大物実業家の違法行為を暴いたつもりが、逆に名誉毀損で有罪となってしまった、月刊誌『ミレニアム』の発行責任者ミカエル。その影響で『ミレニアム』を離れたところに、大企業グループの前会長から兄の孫娘の失踪について調査してくれと依頼される。40年前も前のことで、しかも事故なのか事件なのかも判らず戸惑いながらもミカエルは調査を開始した。
大筋は大体こんな感じ。
上巻でのミカエルは現地に住み着き、過去の資料を読み漁り、島の住民と出会うだけでほとんど終わってしまいます。おまけに禁錮3ヶ月に服すことになっており、こんなんで話が進展するのか?という疑問と期待が同居してすぐにでも下巻に突入したいくらい。

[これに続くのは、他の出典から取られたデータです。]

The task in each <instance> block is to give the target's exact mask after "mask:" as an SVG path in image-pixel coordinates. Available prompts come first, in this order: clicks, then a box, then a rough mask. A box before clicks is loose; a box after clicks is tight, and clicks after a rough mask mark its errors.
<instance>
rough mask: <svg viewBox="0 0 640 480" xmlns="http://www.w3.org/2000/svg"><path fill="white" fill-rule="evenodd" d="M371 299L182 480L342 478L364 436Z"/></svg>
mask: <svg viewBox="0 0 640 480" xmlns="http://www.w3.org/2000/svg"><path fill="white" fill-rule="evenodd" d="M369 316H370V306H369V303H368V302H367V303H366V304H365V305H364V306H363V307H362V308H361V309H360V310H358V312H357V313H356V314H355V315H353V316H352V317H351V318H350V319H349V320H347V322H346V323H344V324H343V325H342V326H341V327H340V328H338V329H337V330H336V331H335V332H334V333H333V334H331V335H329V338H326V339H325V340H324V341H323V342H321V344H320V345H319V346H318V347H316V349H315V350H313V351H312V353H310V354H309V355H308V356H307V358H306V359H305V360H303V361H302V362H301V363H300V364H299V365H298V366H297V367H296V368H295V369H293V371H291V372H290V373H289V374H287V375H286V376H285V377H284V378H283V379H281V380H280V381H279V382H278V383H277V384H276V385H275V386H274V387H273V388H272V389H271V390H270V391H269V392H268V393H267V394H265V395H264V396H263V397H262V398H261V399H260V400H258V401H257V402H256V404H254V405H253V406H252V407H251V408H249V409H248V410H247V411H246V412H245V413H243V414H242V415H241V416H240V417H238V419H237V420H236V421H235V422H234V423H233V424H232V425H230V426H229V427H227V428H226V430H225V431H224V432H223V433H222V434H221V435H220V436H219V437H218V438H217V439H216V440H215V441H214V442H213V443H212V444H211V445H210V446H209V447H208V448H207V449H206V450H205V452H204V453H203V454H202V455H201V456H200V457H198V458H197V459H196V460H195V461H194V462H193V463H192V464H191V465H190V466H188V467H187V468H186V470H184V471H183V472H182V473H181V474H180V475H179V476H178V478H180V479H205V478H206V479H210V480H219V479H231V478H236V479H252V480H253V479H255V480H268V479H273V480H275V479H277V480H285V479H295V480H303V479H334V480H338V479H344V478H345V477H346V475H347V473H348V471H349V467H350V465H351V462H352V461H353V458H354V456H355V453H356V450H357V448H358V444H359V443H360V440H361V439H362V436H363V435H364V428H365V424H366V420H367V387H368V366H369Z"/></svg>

ちなみに、ハリウッド版の映画ではダニエル・クレイグがミカエル役を演じていますが、顔だけなら自分の中で海外ドラマ『メンタリスト』の主人公(ドラマ自体は未見)のイメージ。探偵っぽいことをしていても所詮は編集者だから、もっと優男っぽいんだよなぁ。
途中からはミカエルに加え、リスベットという個性的な風貌をした女性のエピソードが並行して語られます。両者の接点はありませんが、下巻での出会いを期待させるような終わり方で、少し「1Q84」を思い出しました。ただし、こちらは正統派ミステリーなので斬新さはさほどありません。それでも一癖も二癖もある登場人物が次々と登場し、物語を盛り上げてくれます。個人的には、馴染みのない極寒の地の細かい描写や、女性が受ける暴力問題といったスウェーデン作品ならではのスパイスが効いている点に惹かれました。
唯一、一族を扱っているだけあって登場人物がヴァンゲル姓だらけなのはしんどいです。誰が誰だか分からず、何度も家系図を確認するハメに…。